Why didn't the campers talk about joining the Altanta holdouts in their fortress?
After Rick and the rescue party had a run in with the Atlanta holdouts, they all made nice and Rick and his people went back to the camp. But wouldn't there have been a discussion that it might be good to join forces? While there's certainly reasons not to go back into the city, why is it more appealing to go to the unknown of the CDC than back to the fortress the Atlanta people have made?
Why doesn't anyone just call the "Walkers" zombies?
Wouldn't someone at some point call them zombies? Wouldn't you?
How come Rick and and his rescue group walked from Atlanta to the camp in no time but it took the campers all day to drive back to Atlanta to the CDC?
More car stuff. Assuming the camp wasn't that far from Atlanta, okay, they could walk. We don't know why they would, but they could. But why would it take them all day to get to the CDC in Atlanta? Shane said they were leaving for the CDC first thing in the morning. So why was it starting to get dark by the time they got there, and suddenly they're in danger due to increased Walker activity outside the CDC building?
And then there's that 100 miles to Fort Benning. It takes like two hours to go 100 miles. Why was this such a big discussion? They could have done both in a day.
How does Rick manage to keep his hat or have it come back to him when he loses it?
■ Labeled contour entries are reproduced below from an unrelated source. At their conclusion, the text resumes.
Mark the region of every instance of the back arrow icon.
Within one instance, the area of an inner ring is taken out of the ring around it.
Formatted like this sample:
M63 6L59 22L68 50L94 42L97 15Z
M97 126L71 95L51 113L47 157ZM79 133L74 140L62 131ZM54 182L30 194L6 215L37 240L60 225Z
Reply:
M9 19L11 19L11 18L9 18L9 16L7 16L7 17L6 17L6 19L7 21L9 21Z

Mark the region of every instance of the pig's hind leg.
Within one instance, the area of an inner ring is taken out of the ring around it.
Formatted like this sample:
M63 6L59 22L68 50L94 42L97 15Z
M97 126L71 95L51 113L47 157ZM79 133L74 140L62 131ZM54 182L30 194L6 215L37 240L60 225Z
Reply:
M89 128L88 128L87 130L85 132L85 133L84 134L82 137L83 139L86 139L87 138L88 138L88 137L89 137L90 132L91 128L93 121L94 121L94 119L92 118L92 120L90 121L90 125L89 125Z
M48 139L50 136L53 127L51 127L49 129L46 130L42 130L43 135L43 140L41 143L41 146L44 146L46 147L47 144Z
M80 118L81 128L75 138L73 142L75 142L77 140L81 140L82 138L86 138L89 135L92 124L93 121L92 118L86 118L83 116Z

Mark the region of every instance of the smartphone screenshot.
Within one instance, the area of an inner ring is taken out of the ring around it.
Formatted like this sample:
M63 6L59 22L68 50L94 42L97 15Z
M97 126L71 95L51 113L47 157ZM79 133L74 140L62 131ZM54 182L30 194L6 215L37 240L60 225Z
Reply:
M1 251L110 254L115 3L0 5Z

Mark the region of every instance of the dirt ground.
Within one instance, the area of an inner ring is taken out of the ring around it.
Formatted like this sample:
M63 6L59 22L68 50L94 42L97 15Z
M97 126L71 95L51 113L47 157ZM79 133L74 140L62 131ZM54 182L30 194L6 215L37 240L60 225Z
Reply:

Actually this one doesn't annoy us at all. We kind of love that Rick still wears his cop uniform and that even when he loses his hat he somehow gets it back. It reminds us of Toy Story's Woody, who also has a very special relationship with his own hat.
So what do you think? Can you think of any plot holes we missed that bug you? Do you love the show anyway, or are any of these things a dealbreaker? And are you freaked out that you're likely going to have to wait nearly a year to see more of The Walking Dead?